Avec le recul, on a presque l’impression de voir un groupe différent. Si l’on percevait déjà ce qui les rend si uniques aujourd’hui, leurs riffs grinçants et leur esthétique rock des années 70 donnaient parfois l’impression qu’elles endossaient un costume de ce à quoi un « groupe exclusivement féminin » était censé ressembler et sonner.
« C’était difficile pour nous de toujours rester dans un cadre précis », confie Eliza. « Il fallait que ce soit très rock, presque à la Runaways, et ça ne correspondait pas à notre personnalité. »
En 2022, The Beaches quitte Universal. La pandémie freine leur essor sur scène, et leurs EP n’ont pas le même impact qu’auparavant.

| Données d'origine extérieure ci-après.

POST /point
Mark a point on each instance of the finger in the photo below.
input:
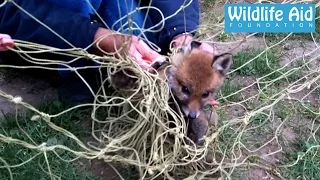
(138, 58)
(4, 36)
(211, 49)
(214, 103)
(7, 42)
(147, 53)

C’est à ce moment qu’elles rencontrent Laurie Lee Boutet, qui deviendra leur manageuse.
« Elles étaient sur le point d’être abandonnées lorsque je les ai rencontrées pour la première fois », raconte Boutet à Billboard Canada, peu après avoir été nommée Manageuse de l’année à NXNE en juin dernier. « C’était le tout début, et elles étaient dévastées. Elles adoraient Universal. Je crois sincèrement qu’Universal les adorait aussi, mais à l’époque, ils avaient investi des sommes astronomiques et les disques ne fonctionnaient pas comme prévu. »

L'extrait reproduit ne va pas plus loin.